I was reading a passage from an old essay by Martin Gardner on the calculus of finite differences, and it seems to me that there is more that can and should be said about seemingly anomalous values of the function that counts the number of pieces into which some shape can be divided by $n$ straight cuts. Here's the passage:
"In applying Newton's formula to empirically obtained data, one sometimes comes up against an anomaly for the zero case. For instance, The Scientific American Book of Mathematical Puzzles & Diversions, page 149, gives the formula for the maximum number of pieces that can be produced by n simultaneous plane cuts through a doughnut. The formula is a cubic that can be obtained by applying Newton's formula to results obtained empirically, but it does not seem to apply to the zero case. When a doughnut is not cut at all, clearly there is one piece, whereas the formula says there should be no pieces. To make the formula applicable, we must define "piece" as part of a doughnut produced by cutting. Where there is ambiguity about the zero case, one must extrapolate backward in the chart of differences and assume for the zero case a value that produces the desired first number in the last row of differences."
(The formula Gardner is referring to here is the cubic function $(n^3+3n^2+8n)/6$.)
My first thought was that a doughnut-shaped piece should count as "zero pieces" because its Euler measure is zero. However, if you think about slicing an annulus in 2D, you'll find that there's more to justifying anomalous cases than just taking Euler measure into account.
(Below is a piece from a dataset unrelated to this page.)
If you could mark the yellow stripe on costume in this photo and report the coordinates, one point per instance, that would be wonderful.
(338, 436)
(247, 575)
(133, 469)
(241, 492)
Has anyone come up with the "right" way to look at these functions of $n$? My instinct is that with properly chosen definition of "pieces" and "counting", the anomalies go away.
It would be especially nice if there were some combinatorial significance for values of these functions obtained by plugging in negative values of $n$ (cf. Ehrhart reciprocity and Stanley's result about evaluating the chromatic polynomial at $-1$).